Aber es war bemerkenswert, wie sehr Brot-und-Butter-Themen die Diskussion über die Themen dominierten, um die es bei diesem Referendum geht.
„Ich lebe seit fünf Jahren in Frankreich“, sagte Boughriba. „Ich habe Heimweh, aber es schmerzt mich zu sehen, wie es hier läuft. Unter meinen Freunden wandern alle Hochschulabsolventen aus. Wir haben es satt; so kann es nicht weitergehen.“
Ein paar Meilen entfernt, im Arbeiterviertel Ettadhamen, strömte ein kleiner, aber kontinuierlicher Strom von Wählern in eine Grundschule, die für den Tag in ein Wahllokal umgewandelt wurde. Die Schule ist in einem schlechteren Zustand als die im Zentrum von Tunis. Auch hier überwiegt Verbitterung.

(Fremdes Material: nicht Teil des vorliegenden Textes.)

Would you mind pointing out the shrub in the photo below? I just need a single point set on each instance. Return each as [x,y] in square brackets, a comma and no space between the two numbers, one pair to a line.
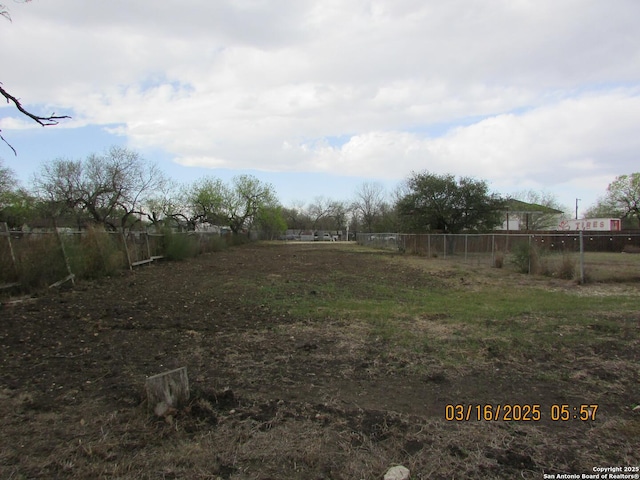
[178,246]
[96,254]
[42,263]
[567,268]
[526,258]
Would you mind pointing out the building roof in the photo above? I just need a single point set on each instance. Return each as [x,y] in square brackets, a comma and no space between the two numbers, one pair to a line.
[517,206]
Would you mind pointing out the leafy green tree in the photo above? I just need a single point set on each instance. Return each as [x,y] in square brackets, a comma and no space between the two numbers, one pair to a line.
[271,222]
[440,202]
[17,206]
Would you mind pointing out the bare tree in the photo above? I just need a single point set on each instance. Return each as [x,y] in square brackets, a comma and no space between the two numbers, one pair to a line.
[369,203]
[41,120]
[111,188]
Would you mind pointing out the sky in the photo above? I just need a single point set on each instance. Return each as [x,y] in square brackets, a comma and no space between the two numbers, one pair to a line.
[319,97]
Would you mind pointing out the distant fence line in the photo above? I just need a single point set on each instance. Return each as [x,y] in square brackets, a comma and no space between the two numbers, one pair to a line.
[53,257]
[536,252]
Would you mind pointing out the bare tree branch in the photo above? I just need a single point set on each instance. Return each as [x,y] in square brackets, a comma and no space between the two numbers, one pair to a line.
[44,121]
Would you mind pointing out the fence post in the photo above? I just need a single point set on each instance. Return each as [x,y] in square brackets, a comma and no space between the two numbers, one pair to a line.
[13,255]
[466,236]
[581,258]
[71,276]
[493,249]
[126,249]
[530,253]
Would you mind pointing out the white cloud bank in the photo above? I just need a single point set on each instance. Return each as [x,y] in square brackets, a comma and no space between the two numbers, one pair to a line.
[525,94]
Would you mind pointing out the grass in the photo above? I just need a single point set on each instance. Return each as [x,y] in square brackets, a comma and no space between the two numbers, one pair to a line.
[458,313]
[341,360]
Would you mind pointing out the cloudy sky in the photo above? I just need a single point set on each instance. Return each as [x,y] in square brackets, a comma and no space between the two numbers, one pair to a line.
[317,97]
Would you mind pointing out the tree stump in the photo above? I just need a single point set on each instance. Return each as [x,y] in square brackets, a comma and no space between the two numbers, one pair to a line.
[168,391]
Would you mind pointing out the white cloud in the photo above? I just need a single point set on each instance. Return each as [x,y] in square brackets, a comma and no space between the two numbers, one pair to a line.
[522,92]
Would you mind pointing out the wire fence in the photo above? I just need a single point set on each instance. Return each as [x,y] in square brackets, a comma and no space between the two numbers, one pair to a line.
[53,257]
[584,256]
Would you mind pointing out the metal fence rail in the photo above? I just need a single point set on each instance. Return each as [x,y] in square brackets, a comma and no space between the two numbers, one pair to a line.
[54,257]
[599,256]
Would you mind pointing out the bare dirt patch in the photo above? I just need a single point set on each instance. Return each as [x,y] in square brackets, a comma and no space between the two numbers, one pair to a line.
[281,395]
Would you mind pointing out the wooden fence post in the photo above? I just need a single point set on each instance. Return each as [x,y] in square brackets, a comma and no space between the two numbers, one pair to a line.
[167,391]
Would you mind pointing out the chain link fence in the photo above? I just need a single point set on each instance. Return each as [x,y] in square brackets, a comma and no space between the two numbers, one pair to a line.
[584,256]
[50,258]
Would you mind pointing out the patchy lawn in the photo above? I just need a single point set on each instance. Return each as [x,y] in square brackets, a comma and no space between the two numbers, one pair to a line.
[321,362]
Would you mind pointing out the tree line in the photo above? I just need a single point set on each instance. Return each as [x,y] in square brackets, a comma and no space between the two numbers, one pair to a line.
[121,190]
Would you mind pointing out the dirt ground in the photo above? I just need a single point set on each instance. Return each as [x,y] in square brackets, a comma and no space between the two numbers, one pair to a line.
[273,395]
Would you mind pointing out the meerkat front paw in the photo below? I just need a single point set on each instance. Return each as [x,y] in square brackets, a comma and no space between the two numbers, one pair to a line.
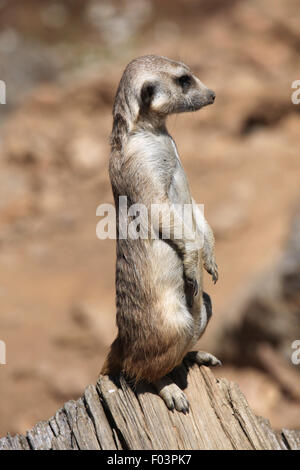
[172,395]
[203,358]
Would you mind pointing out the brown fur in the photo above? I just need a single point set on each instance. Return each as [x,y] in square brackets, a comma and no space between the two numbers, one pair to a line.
[160,314]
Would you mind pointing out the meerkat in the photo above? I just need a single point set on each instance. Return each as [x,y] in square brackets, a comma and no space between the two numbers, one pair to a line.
[162,310]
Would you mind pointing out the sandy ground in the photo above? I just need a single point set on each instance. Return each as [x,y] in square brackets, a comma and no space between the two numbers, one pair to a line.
[242,159]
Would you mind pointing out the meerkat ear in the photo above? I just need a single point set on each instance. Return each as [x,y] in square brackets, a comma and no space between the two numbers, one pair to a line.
[147,93]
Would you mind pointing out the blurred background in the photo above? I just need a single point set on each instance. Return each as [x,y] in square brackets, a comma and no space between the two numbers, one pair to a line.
[61,61]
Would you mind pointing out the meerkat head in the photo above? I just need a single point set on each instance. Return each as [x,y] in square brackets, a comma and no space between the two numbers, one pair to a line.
[153,85]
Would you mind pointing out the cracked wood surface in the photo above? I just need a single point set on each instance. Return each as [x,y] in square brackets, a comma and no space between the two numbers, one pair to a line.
[113,416]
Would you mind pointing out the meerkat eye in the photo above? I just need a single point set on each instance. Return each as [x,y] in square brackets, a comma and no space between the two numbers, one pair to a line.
[184,81]
[147,93]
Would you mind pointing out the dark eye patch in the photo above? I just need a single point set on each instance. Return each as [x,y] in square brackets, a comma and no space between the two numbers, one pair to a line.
[184,81]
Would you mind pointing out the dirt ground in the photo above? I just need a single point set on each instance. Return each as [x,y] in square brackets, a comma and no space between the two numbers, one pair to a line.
[241,155]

„Nach dem Sturz des Diktators Ben Ali dachten wir, dass wir mit der Demokratie ein Leben bekommen würden, wie es die Menschen in Europa haben. Unsere Situation ist sogar noch schwieriger geworden. Wir verdienen immer noch die gleichen Löhne, aber alles ist teurer geworden und auch die Kreditkosten sind gestiegen. In den letzten zehn Tagen des Monats müssen wir den Gürtel enger schnallen, weil uns sonst das Geld ausgeht“, sagt Mohsen Bechedly, Gymnasiallehrer für Sport.
„Wir Tunesier wollen ein einfaches Leben“, so der 51-Jährige weiter. „Wir reden hier nicht über Ferien in der Karibik – wir wollen unsere Kinder einfach richtig ernähren und kleiden. Deshalb suchen wir jemanden, der uns aus den letzten zehn Jahren herausholt.“
Dieser Artikel wurde vom Original auf Französisch angepasst.